Former smokers or obese and overweight people are more likely to stick to statin therapy, a new study published in the Canadian Medical Association Journal reveals.
Almost 1 in 10 cardiovascular events can be linked to nonadherence to prescribed medication. Studies indicate that nonadherence with statin therapy can be as high as 46%.
To determine whether lifestyle influences statin adherence, researchers looked at data on 11 949 people involved in the Finnish Public Sector Study who had started statin therapy after the survey, between 1998 and 2010. Of these, 928 responded to a survey about health status and lifestyle factors. Nonadherence to statin medication was more common in women, younger people (24 to 50 years old) and single people. People who did not have cardiovascular disease, obesity, overweight or a history of smoking — that is, people in decent health — were less likely to take statins as directed.
"As expected, patients with a history of cardiovascular disease or diabetes had better adherence to statin therapy than those without these comorbidities," writes Dr. Heli Halava, Departments of Public Health and Pharmacology, University of Turku, Turku, Finland, with coauthors. "Because of their increased risk of cardiovascular events, patients with comorbidities likely have a strong perception of the need for statin treatment."
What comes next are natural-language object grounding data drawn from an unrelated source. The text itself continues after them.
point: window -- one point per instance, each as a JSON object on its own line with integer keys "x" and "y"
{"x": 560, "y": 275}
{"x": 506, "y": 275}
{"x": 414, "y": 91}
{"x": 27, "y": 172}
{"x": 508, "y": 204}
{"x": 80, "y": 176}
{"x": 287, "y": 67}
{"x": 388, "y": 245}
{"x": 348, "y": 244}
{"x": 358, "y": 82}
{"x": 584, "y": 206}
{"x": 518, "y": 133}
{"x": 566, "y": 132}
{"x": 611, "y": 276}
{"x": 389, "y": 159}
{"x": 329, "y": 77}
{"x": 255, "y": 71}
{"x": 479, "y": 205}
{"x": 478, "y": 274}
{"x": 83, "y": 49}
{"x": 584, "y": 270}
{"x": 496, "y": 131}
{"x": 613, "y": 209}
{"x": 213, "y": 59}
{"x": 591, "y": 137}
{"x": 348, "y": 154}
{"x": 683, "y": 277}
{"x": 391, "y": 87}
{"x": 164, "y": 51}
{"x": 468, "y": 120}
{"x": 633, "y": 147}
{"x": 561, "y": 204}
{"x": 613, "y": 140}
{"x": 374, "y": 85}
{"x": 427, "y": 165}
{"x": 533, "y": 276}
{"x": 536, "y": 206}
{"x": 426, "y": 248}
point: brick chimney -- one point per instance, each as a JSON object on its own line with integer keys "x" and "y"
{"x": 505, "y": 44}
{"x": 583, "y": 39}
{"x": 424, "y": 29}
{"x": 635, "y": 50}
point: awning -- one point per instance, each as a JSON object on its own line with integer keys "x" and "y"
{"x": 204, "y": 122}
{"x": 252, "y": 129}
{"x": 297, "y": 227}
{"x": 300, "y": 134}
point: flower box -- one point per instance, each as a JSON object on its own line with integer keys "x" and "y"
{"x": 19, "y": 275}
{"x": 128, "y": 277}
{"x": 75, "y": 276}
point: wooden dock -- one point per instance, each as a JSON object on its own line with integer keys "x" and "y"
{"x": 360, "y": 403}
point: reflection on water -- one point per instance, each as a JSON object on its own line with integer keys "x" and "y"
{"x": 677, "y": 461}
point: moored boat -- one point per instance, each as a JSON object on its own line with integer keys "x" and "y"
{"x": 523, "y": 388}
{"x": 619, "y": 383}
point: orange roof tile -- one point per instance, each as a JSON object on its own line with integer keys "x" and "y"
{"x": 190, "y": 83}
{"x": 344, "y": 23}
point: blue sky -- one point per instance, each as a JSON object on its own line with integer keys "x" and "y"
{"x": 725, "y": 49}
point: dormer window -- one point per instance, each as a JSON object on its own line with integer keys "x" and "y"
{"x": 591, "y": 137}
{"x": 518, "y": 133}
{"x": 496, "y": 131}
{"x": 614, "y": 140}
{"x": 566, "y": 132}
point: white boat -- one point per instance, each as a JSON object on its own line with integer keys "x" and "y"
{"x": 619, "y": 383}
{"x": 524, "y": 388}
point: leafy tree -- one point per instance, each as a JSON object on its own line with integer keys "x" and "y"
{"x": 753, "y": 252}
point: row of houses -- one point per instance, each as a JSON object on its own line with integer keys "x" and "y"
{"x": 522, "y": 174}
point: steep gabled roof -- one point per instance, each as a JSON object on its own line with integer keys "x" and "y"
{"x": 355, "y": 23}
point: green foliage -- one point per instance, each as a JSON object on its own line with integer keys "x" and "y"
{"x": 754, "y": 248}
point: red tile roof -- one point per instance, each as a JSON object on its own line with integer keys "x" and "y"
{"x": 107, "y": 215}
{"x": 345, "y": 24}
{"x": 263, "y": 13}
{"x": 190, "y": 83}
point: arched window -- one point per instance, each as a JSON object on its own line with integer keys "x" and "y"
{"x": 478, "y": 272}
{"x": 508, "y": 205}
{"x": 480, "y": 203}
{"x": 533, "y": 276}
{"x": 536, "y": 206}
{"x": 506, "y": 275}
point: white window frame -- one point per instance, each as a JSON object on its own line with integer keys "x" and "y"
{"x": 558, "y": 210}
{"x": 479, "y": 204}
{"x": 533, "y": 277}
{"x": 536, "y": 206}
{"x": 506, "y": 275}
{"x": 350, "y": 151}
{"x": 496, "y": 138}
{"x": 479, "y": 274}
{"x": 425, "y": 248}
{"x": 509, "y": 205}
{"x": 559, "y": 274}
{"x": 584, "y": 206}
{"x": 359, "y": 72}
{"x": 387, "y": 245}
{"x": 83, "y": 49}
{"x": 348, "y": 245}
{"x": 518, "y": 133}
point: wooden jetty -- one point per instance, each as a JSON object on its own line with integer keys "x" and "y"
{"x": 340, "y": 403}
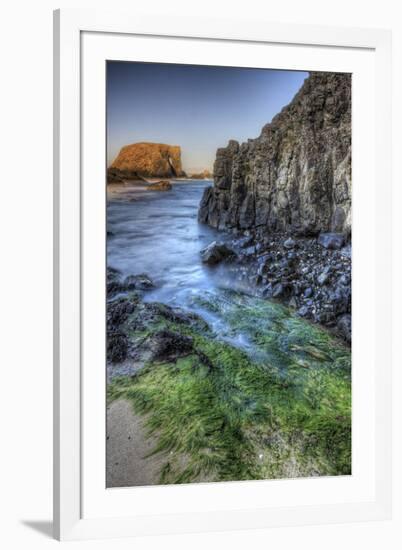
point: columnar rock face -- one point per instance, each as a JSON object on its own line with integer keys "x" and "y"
{"x": 147, "y": 160}
{"x": 296, "y": 176}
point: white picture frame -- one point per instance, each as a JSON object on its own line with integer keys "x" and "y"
{"x": 83, "y": 507}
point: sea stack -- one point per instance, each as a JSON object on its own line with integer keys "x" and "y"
{"x": 296, "y": 176}
{"x": 146, "y": 160}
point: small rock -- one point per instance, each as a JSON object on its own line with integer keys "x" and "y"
{"x": 323, "y": 277}
{"x": 169, "y": 345}
{"x": 345, "y": 327}
{"x": 289, "y": 243}
{"x": 163, "y": 185}
{"x": 303, "y": 311}
{"x": 138, "y": 282}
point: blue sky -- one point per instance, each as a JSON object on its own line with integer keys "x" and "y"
{"x": 197, "y": 107}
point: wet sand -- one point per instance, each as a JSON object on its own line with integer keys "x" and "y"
{"x": 126, "y": 448}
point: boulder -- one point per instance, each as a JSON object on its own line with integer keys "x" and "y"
{"x": 215, "y": 253}
{"x": 331, "y": 241}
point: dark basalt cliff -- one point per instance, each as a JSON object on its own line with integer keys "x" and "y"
{"x": 296, "y": 176}
{"x": 142, "y": 160}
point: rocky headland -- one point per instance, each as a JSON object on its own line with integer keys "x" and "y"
{"x": 204, "y": 175}
{"x": 286, "y": 197}
{"x": 139, "y": 161}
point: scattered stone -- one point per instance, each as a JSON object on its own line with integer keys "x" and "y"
{"x": 160, "y": 186}
{"x": 289, "y": 243}
{"x": 323, "y": 277}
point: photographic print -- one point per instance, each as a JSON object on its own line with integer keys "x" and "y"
{"x": 228, "y": 204}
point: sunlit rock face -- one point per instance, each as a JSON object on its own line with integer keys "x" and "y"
{"x": 296, "y": 176}
{"x": 147, "y": 160}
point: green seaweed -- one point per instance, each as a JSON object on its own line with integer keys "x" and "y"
{"x": 282, "y": 409}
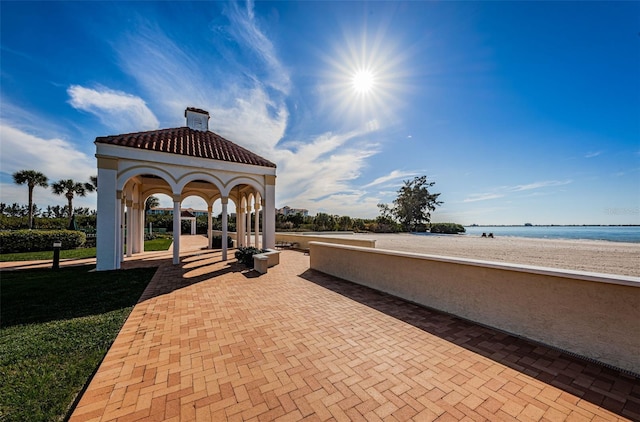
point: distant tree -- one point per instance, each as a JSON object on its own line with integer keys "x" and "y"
{"x": 414, "y": 204}
{"x": 345, "y": 223}
{"x": 323, "y": 222}
{"x": 32, "y": 179}
{"x": 70, "y": 189}
{"x": 151, "y": 202}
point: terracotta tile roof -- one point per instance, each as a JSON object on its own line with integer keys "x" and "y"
{"x": 187, "y": 141}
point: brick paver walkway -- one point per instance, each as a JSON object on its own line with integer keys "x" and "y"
{"x": 211, "y": 341}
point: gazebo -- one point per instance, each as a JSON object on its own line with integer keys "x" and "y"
{"x": 179, "y": 162}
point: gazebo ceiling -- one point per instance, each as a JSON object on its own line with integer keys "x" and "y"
{"x": 189, "y": 142}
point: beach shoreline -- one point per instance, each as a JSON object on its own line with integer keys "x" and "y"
{"x": 599, "y": 256}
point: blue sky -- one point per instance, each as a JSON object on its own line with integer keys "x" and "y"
{"x": 519, "y": 111}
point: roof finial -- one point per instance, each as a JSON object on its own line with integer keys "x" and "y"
{"x": 197, "y": 119}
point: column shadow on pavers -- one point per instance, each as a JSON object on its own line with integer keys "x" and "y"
{"x": 613, "y": 389}
{"x": 170, "y": 278}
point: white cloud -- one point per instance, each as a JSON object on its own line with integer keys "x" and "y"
{"x": 248, "y": 106}
{"x": 394, "y": 175}
{"x": 539, "y": 185}
{"x": 505, "y": 190}
{"x": 118, "y": 110}
{"x": 475, "y": 197}
{"x": 55, "y": 158}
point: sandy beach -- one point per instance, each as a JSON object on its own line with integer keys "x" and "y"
{"x": 581, "y": 255}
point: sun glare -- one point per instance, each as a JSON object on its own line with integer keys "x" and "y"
{"x": 363, "y": 81}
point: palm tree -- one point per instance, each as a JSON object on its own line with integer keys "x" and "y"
{"x": 94, "y": 181}
{"x": 32, "y": 178}
{"x": 69, "y": 188}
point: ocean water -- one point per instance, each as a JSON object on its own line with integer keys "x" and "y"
{"x": 609, "y": 233}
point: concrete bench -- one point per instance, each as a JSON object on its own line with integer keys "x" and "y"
{"x": 265, "y": 260}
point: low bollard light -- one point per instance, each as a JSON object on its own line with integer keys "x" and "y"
{"x": 56, "y": 254}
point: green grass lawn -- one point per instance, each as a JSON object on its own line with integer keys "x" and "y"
{"x": 55, "y": 328}
{"x": 160, "y": 244}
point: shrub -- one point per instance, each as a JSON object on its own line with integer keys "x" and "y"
{"x": 448, "y": 228}
{"x": 39, "y": 240}
{"x": 217, "y": 242}
{"x": 245, "y": 255}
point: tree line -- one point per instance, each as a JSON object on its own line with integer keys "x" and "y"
{"x": 67, "y": 187}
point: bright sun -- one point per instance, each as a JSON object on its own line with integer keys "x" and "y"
{"x": 363, "y": 81}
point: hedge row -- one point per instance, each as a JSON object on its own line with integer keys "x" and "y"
{"x": 39, "y": 240}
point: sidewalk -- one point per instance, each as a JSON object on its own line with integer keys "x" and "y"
{"x": 188, "y": 244}
{"x": 210, "y": 340}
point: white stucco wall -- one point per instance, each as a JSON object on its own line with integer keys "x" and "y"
{"x": 593, "y": 315}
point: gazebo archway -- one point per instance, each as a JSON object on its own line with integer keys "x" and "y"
{"x": 178, "y": 162}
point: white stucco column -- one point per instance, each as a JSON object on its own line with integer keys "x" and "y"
{"x": 269, "y": 212}
{"x": 256, "y": 223}
{"x": 129, "y": 227}
{"x": 262, "y": 203}
{"x": 225, "y": 201}
{"x": 140, "y": 227}
{"x": 248, "y": 224}
{"x": 240, "y": 227}
{"x": 136, "y": 226}
{"x": 122, "y": 222}
{"x": 176, "y": 229}
{"x": 107, "y": 223}
{"x": 210, "y": 226}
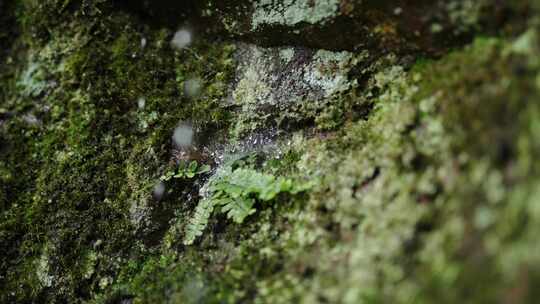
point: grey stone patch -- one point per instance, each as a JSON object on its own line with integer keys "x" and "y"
{"x": 293, "y": 12}
{"x": 284, "y": 75}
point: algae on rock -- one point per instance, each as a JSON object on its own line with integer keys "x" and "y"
{"x": 423, "y": 182}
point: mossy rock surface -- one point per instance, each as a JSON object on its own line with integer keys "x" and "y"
{"x": 374, "y": 152}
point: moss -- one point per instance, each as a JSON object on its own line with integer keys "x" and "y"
{"x": 425, "y": 177}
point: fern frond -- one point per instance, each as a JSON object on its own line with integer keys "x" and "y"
{"x": 198, "y": 221}
{"x": 238, "y": 208}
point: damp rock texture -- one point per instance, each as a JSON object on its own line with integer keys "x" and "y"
{"x": 269, "y": 151}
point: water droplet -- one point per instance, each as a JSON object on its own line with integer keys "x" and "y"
{"x": 182, "y": 38}
{"x": 192, "y": 87}
{"x": 183, "y": 136}
{"x": 141, "y": 103}
{"x": 159, "y": 191}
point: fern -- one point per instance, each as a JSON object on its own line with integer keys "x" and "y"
{"x": 236, "y": 193}
{"x": 199, "y": 221}
{"x": 238, "y": 209}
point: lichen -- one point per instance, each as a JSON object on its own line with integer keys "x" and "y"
{"x": 292, "y": 12}
{"x": 423, "y": 184}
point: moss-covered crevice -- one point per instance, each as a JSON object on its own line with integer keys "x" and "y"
{"x": 422, "y": 176}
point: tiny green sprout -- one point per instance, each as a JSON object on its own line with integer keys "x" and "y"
{"x": 186, "y": 170}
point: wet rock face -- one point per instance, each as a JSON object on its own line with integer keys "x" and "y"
{"x": 392, "y": 26}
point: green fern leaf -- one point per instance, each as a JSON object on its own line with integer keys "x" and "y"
{"x": 238, "y": 208}
{"x": 199, "y": 220}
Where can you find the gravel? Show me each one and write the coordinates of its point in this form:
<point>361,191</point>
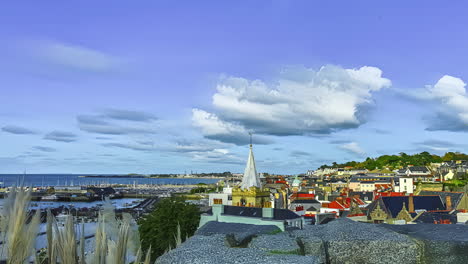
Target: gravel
<point>340,241</point>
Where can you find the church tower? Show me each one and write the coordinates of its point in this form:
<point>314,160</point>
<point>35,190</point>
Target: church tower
<point>250,192</point>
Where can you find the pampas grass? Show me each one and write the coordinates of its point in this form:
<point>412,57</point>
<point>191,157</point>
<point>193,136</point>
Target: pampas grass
<point>116,241</point>
<point>18,228</point>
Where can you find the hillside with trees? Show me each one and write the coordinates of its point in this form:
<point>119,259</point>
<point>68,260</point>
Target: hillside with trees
<point>399,161</point>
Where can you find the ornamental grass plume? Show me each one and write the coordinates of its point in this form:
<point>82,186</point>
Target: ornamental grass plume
<point>116,241</point>
<point>65,242</point>
<point>18,227</point>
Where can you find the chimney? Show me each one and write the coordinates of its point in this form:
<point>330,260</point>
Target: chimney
<point>448,202</point>
<point>410,204</point>
<point>267,212</point>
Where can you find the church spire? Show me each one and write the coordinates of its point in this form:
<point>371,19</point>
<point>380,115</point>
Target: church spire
<point>250,178</point>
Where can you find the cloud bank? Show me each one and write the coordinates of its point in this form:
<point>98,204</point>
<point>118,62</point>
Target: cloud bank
<point>61,136</point>
<point>451,104</point>
<point>301,102</point>
<point>17,130</point>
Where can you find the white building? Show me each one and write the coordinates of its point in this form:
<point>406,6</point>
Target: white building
<point>404,184</point>
<point>221,198</point>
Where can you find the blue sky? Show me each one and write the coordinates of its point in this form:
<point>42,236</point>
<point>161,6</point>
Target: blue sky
<point>169,86</point>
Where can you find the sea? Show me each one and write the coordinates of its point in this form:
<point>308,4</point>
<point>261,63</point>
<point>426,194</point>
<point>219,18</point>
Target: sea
<point>38,180</point>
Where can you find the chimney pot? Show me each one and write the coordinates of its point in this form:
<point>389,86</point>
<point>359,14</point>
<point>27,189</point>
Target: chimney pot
<point>448,202</point>
<point>410,204</point>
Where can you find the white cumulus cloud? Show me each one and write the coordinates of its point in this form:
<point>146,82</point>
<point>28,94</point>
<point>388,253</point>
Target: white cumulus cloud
<point>353,148</point>
<point>451,102</point>
<point>302,101</point>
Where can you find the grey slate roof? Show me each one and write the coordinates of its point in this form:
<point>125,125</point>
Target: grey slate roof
<point>393,204</point>
<point>278,214</point>
<point>455,196</point>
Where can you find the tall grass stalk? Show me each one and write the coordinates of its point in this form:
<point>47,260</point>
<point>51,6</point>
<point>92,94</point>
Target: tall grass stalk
<point>116,241</point>
<point>18,227</point>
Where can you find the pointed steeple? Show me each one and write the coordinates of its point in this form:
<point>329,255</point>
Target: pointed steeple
<point>250,174</point>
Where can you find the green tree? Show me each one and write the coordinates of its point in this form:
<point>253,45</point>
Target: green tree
<point>159,228</point>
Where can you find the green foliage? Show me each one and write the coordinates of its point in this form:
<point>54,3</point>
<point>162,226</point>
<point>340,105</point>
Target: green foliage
<point>202,190</point>
<point>399,161</point>
<point>159,229</point>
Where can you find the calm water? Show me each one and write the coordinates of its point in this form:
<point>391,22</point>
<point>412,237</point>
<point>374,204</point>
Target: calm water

People with cardiovascular comorbidities, heavy drinkers and extreme drinkers (people who passed out from alcohol consumption) were substantially more likely to be nonadherent than nondrinkers.
"Heavy drinkers may intentionally avoid taking mediation because of potential drug-alcohol interactions, they may unintentionally miss doses or even refills because of intoxication, or they may simply be less concerned about missing doses," write the authors.
The finding that people with weight issues and a history of smoking are more likely to follow the recommended therapy can provide valuable insights about how people will take preventive medications.